Aim: The present study was designed to determine the possible pathway underlying the enhancement of apoptosis induced by the combined use of arsenic trioxide (As(2)O(3)) and ascorbic acid (AA).
Methods: The level of intracellular reactive oxygen species (ROS) was detected by means of flow cytometry analysis with an oxidation-sensitive fluorescent probe (6-carboxy-2',7' dichlorodihydrofluorescein diacetate) uploading. The activity of glutathione (GSH), glutathione peroxidase (GPx), and superoxide dismutase (SOD) were detected by biochemical methods. The mitochondrial membrane potential was measured by flow cytometry analysis with rhodamine 123 staining. Bcl-2, Bax, and p17 subunit of caspase-3 were analyzed using the Western blot method. The apoptosis rate was determined by flow cytometry with annexin-V/propidium iodide staining.
Results: Compared with As(2)O(3) (2.0 micromol/L) treated alone, As(2)O(3) (2.0 micromol/L) in combination with AA (100 micromol/L) decreased intracellular GSH content from 101.30+/-5.76 to 81.91+/-3.12 mg/g protein, and increased ROS level from 127.61+/-5.12 to 152.60+/-5.88, which was represented by the 2, 7-dichlorofluorescein intensity. The loss of mitochondria membrane potential was increased from 1269.97+/-36.11 to 1540.52+/-52.63, which was presented by fluorescence intensity. The p17 subunit of caspase-3 expression was increased approximately 2-fold. However, SOD and GPx depletion and the ratio of Bcl-2 to Bax were equal to that of As2O3 treated alone (P>0.05). When the ROS scavenger, N-acetyl-L-cysteine, was added to As(2)O(3) and AA combined treatment group, the apoptosis rate decreased from 15.60 %+/-1.14% to 9.48%+/-0.67%, and the ROS level decreased from 152.60+/-5.88 to 102.77+/-10.25.
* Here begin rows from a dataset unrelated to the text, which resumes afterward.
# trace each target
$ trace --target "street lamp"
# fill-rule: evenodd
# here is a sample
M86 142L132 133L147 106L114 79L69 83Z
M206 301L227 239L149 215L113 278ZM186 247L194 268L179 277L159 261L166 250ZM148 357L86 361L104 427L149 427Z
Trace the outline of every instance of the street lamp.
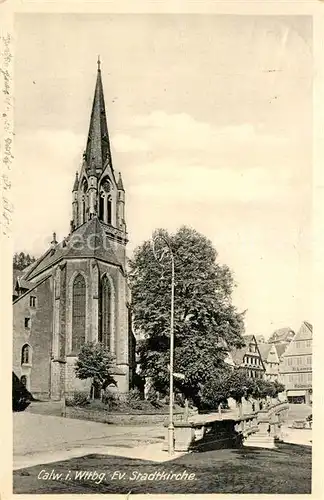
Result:
M162 242L162 247L157 248L158 241ZM158 252L160 255L158 255ZM153 238L153 254L157 262L162 264L163 257L166 253L170 254L171 258L171 318L170 318L170 397L169 397L169 425L168 425L168 452L169 455L174 453L174 424L173 424L173 364L174 364L174 256L169 239L162 233Z

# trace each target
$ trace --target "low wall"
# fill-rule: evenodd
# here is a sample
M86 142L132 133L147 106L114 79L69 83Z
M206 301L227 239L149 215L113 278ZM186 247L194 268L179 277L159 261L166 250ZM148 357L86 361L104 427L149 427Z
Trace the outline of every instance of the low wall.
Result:
M181 415L182 414L180 413L175 413L175 418L178 417L180 420ZM109 413L108 411L98 412L97 410L88 410L85 408L78 408L74 406L66 407L66 417L115 425L161 424L163 426L163 424L168 420L168 415L165 413Z

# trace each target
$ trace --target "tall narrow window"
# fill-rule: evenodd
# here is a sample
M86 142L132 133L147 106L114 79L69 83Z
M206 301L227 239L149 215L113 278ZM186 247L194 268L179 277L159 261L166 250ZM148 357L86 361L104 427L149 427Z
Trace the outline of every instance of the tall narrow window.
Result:
M86 202L85 202L85 195L82 196L82 224L86 221Z
M85 343L86 283L81 274L75 278L72 291L72 352L77 354Z
M111 196L107 196L107 222L111 224L112 221L112 204L111 204Z
M28 365L30 362L30 347L28 344L25 344L21 349L21 364Z
M105 195L101 193L99 197L99 219L102 221L104 220L104 212L105 212Z
M111 224L111 184L107 177L105 177L100 183L100 196L99 196L99 219ZM110 200L110 202L109 202Z
M110 347L111 332L111 286L107 276L101 280L99 304L99 342L105 347Z

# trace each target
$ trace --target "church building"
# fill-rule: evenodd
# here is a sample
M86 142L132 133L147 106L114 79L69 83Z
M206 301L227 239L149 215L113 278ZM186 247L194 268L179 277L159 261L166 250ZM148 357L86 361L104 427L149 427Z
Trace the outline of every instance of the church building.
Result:
M100 61L86 149L72 188L70 234L14 275L13 371L34 397L88 390L74 364L85 342L116 360L120 392L132 385L135 341L126 276L125 189L114 170Z

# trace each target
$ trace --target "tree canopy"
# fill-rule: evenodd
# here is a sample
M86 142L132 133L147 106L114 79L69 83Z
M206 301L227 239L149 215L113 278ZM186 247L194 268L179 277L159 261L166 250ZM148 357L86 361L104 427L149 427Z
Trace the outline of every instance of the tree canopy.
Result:
M101 343L87 342L81 347L75 364L75 374L85 380L91 378L93 385L105 390L109 385L116 385L112 376L115 359L109 349Z
M228 349L244 345L244 313L232 304L235 286L230 269L220 264L210 240L192 228L175 234L157 230L153 238L168 239L175 265L174 370L185 375L175 387L196 405L204 385L226 371ZM152 240L145 241L129 261L134 327L142 374L157 390L167 392L170 346L171 261L159 263Z
M15 253L13 256L13 268L22 271L27 266L36 261L35 257L25 254L24 252Z

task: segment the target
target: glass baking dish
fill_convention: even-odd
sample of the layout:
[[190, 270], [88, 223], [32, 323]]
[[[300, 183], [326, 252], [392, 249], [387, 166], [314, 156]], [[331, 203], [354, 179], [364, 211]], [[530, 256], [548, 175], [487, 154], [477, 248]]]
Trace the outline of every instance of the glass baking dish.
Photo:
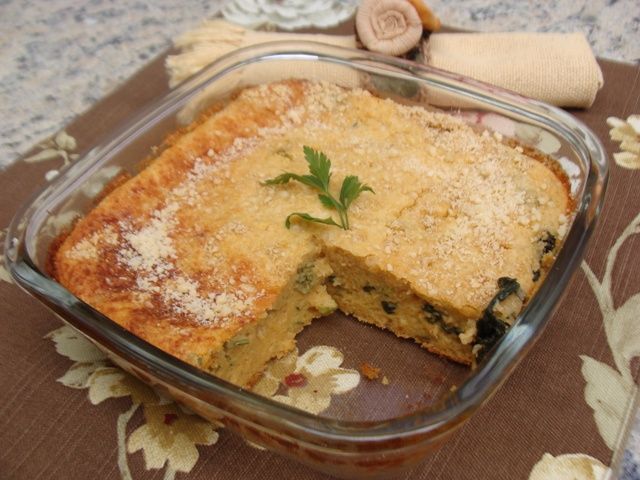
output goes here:
[[[363, 87], [396, 101], [438, 108], [478, 128], [515, 136], [553, 152], [575, 199], [563, 246], [516, 324], [476, 369], [431, 355], [416, 344], [341, 313], [314, 322], [300, 351], [338, 347], [343, 367], [383, 365], [391, 384], [361, 382], [357, 395], [334, 397], [320, 415], [275, 402], [200, 371], [136, 337], [46, 273], [51, 243], [88, 212], [116, 175], [135, 174], [155, 146], [197, 112], [239, 88], [286, 78]], [[551, 147], [550, 147], [551, 145]], [[539, 337], [581, 259], [603, 202], [607, 160], [597, 138], [557, 108], [412, 62], [312, 42], [275, 42], [233, 52], [177, 86], [36, 194], [7, 235], [7, 263], [16, 283], [143, 381], [222, 423], [247, 440], [341, 477], [388, 477], [436, 449], [480, 408]], [[360, 388], [360, 387], [359, 387]]]

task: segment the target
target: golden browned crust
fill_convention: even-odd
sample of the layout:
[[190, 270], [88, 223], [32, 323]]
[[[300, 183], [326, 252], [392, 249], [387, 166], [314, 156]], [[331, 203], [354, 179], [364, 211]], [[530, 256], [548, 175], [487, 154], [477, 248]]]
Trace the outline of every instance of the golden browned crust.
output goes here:
[[[152, 222], [156, 209], [166, 204], [166, 193], [183, 182], [196, 163], [201, 168], [215, 168], [216, 163], [221, 162], [220, 154], [232, 147], [234, 141], [254, 136], [265, 126], [278, 126], [281, 123], [278, 110], [302, 98], [301, 85], [291, 83], [288, 91], [291, 95], [287, 99], [265, 95], [262, 102], [238, 100], [221, 114], [203, 119], [200, 123], [203, 128], [171, 139], [173, 145], [149, 168], [113, 189], [64, 238], [52, 262], [51, 272], [55, 278], [131, 332], [187, 361], [194, 353], [219, 347], [244, 323], [263, 316], [281, 285], [269, 284], [268, 279], [257, 275], [248, 256], [243, 258], [237, 254], [230, 259], [234, 269], [220, 280], [215, 279], [211, 268], [204, 268], [197, 261], [184, 266], [189, 270], [189, 279], [201, 278], [207, 284], [201, 290], [224, 292], [224, 286], [219, 283], [233, 282], [238, 287], [247, 285], [255, 292], [262, 292], [251, 308], [233, 312], [233, 321], [212, 328], [211, 324], [195, 318], [193, 312], [171, 308], [161, 293], [140, 294], [136, 282], [141, 272], [127, 265], [121, 254], [122, 246], [127, 244], [126, 237], [131, 234], [127, 229], [135, 230]], [[171, 235], [183, 232], [190, 242], [208, 235], [206, 228], [194, 231], [193, 218], [189, 218], [188, 212], [180, 212], [178, 217]], [[105, 232], [112, 238], [105, 238]], [[95, 238], [93, 244], [92, 238]], [[87, 251], [83, 252], [81, 247]], [[170, 271], [164, 281], [176, 278], [183, 279]], [[206, 296], [204, 291], [202, 294]], [[234, 300], [235, 305], [231, 305], [237, 307], [241, 300], [238, 297]]]

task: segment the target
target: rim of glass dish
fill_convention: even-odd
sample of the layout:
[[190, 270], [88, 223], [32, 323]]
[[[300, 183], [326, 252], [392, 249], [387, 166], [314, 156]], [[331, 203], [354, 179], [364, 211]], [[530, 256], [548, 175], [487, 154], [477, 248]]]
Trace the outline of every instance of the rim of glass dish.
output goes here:
[[[496, 344], [491, 354], [478, 365], [477, 370], [455, 392], [445, 398], [438, 410], [428, 407], [387, 420], [338, 420], [313, 415], [262, 397], [199, 370], [125, 330], [41, 272], [26, 251], [26, 230], [20, 228], [20, 223], [25, 221], [25, 217], [29, 220], [26, 223], [30, 223], [33, 213], [37, 211], [37, 200], [48, 198], [51, 201], [56, 194], [64, 192], [69, 183], [93, 171], [92, 167], [97, 168], [96, 165], [100, 164], [101, 159], [109, 158], [114, 145], [126, 141], [144, 125], [153, 124], [154, 119], [174, 111], [177, 104], [186, 103], [201, 89], [219, 78], [250, 64], [283, 60], [321, 61], [360, 71], [381, 71], [481, 101], [493, 108], [518, 114], [553, 128], [585, 161], [588, 171], [584, 179], [582, 198], [576, 204], [571, 228], [543, 284], [520, 313], [516, 324]], [[579, 120], [556, 107], [457, 74], [393, 57], [308, 41], [270, 42], [239, 49], [219, 58], [198, 74], [171, 89], [149, 107], [142, 109], [132, 120], [121, 124], [116, 130], [115, 138], [111, 137], [108, 141], [96, 144], [88, 154], [72, 164], [54, 182], [34, 194], [21, 207], [9, 226], [5, 252], [9, 270], [17, 283], [50, 308], [62, 313], [72, 326], [98, 343], [101, 343], [99, 339], [107, 340], [108, 348], [117, 347], [115, 353], [123, 359], [138, 367], [151, 367], [149, 369], [158, 378], [170, 385], [179, 385], [186, 393], [196, 398], [203, 399], [203, 393], [224, 395], [242, 405], [245, 411], [254, 409], [260, 412], [258, 417], [262, 419], [276, 417], [275, 421], [285, 422], [288, 430], [285, 435], [303, 432], [311, 438], [321, 436], [323, 439], [379, 442], [408, 435], [438, 434], [461, 423], [468, 418], [469, 412], [487, 401], [541, 334], [565, 291], [593, 231], [604, 200], [607, 170], [606, 154], [597, 137]], [[13, 240], [16, 234], [20, 235], [17, 248]], [[69, 314], [73, 320], [68, 318]], [[251, 420], [247, 422], [253, 423]], [[280, 431], [272, 433], [283, 435]]]

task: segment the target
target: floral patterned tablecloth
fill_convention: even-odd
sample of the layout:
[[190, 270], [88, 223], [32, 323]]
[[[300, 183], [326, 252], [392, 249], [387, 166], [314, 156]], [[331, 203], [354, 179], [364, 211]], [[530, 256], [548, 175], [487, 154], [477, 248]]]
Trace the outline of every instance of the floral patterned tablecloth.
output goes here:
[[[605, 87], [595, 105], [572, 112], [615, 159], [582, 268], [510, 380], [408, 479], [595, 479], [622, 461], [623, 478], [638, 478], [634, 452], [625, 454], [622, 445], [640, 365], [640, 67], [601, 67]], [[159, 58], [5, 171], [0, 225], [96, 136], [166, 91], [166, 80]], [[553, 151], [544, 136], [536, 140]], [[4, 269], [0, 299], [2, 478], [325, 478], [205, 422], [112, 366], [18, 290]], [[297, 382], [298, 375], [307, 381]], [[256, 388], [320, 413], [366, 381], [338, 346], [303, 342]], [[637, 448], [637, 437], [629, 445]]]

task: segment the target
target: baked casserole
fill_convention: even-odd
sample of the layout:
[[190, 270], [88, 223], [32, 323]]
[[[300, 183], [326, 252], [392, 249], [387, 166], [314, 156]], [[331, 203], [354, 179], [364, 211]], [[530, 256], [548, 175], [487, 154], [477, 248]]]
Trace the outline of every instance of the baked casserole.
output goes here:
[[[566, 179], [537, 152], [367, 90], [291, 80], [240, 92], [174, 135], [52, 251], [73, 294], [241, 386], [339, 308], [471, 365], [513, 324], [566, 233]], [[289, 182], [305, 151], [375, 191], [349, 228]], [[321, 320], [320, 320], [321, 321]]]

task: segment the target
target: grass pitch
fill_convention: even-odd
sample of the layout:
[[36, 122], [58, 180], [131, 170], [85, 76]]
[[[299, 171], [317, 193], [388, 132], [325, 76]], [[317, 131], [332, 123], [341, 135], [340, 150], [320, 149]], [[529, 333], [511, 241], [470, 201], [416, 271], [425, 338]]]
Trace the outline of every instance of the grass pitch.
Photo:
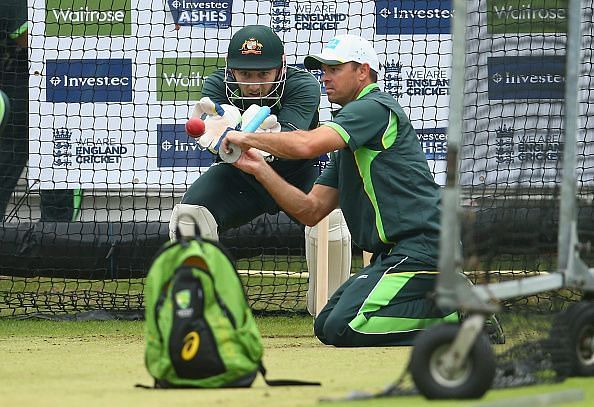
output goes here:
[[[322, 345], [309, 317], [258, 318], [264, 363], [270, 379], [321, 381], [321, 387], [267, 387], [259, 378], [250, 389], [144, 390], [151, 384], [143, 362], [142, 322], [50, 322], [0, 319], [0, 404], [2, 406], [480, 406], [495, 400], [583, 389], [594, 405], [594, 379], [554, 386], [490, 391], [483, 400], [428, 402], [400, 397], [320, 403], [353, 390], [376, 392], [408, 362], [408, 348], [339, 349]], [[513, 402], [506, 404], [511, 407]]]

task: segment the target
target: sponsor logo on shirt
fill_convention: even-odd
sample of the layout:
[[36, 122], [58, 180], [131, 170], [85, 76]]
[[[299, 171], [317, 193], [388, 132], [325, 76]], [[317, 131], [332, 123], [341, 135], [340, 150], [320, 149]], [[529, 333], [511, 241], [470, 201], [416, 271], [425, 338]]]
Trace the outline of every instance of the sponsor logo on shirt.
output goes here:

Conclusion: AA potentiated As(2)O(3)-induced apoptosis through the oxidative pathway by increasing the ROS level. This may be the result of depleting intracellular GSH. It may influence the downstream cascade following ROS, including mitochondria depolarization and caspase-3 activation. However, SOD and GPx depletion and the ratio of Bcl-2 to Bax influenced by As(2)O(3) was not found to be potentiated by AA.